= Ernest Rogers =

British communist

Ernest Rogers (1914–2004) was a Trotskyist activist based in Glasgow, Coventry and London during the twentieth century. Towards the end of his life he was known as the last living Oehlerite.

== Early life ==
Rogers was born in 1914 in Glasgow to a Scottish mother and a father of Jewish and Gypsy ancestry. His mother became a music-hall dancer, meeting Charlie Chaplin and his half brother, Sid. However family pressure eventually led to her withdrawal from the stage. Rogers's father was originally a fisherman, but moved on to become a professional gambler. The Rogers family went to Dublin and were there at the time of the Easter Rebellion.

== Later life ==
After a brief period back in Glasgow, the family moved to Leeds, where Ernest attended meetings by Lew Davies and A. J. Cook. In 1929 the family returned to Glasgow. Here Rogers was influenced by Guy Aldred and became involved in the free speech agitation in defence of tramp preachers. After a period of unemployment he was sent on a work scheme in Parrish Street, where he was involved in a strike. He subsequently went to Edinburgh where he worked for his board and lodging at a bookshop run by Frank Maitland.

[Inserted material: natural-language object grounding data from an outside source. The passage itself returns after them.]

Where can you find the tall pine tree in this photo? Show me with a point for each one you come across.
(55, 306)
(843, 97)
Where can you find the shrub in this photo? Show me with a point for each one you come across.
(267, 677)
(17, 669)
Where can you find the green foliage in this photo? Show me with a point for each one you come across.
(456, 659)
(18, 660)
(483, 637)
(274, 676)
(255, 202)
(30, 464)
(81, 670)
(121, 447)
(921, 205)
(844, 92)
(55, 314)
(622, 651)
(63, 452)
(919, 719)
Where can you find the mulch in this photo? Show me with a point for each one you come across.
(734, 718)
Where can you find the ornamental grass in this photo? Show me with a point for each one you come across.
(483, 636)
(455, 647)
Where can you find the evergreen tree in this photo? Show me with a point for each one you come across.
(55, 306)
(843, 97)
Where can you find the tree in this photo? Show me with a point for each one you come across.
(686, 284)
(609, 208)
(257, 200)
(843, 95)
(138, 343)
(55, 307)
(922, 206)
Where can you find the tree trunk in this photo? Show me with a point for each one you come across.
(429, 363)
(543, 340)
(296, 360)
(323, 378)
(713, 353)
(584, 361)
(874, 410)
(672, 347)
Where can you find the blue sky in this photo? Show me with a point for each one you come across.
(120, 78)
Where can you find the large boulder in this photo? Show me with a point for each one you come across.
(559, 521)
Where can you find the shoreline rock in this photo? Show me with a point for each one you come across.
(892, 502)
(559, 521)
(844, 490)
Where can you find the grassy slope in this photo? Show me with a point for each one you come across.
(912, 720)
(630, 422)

In 1931 he started reading The Militant, a radical paper published by the Communist League of America (CLA). By 1932 he became one of the seven founding members of the Glasgow Leninist League. When the debate about entryism split the CLA, Rogers and the Leninist League supported Hugo Oehler and affiliated to the Revolutionary Workers League. From 1937 Rogers was based in Coventry where he organised a second branch of the Leninist League.

During the Second World War, on which the League took a revolutionary defeatist position, Rogers served three months in HM Prison Wormwood Scrubs for identity card offences, after which he retired from political activism.

Rogers was close friends with C. L. R. James, with whose group the Leninist League had discussed a merger, and Raya Dunayevskaya who stayed with him during her trip to England. He became involved with the Revolutionary History group in his later years.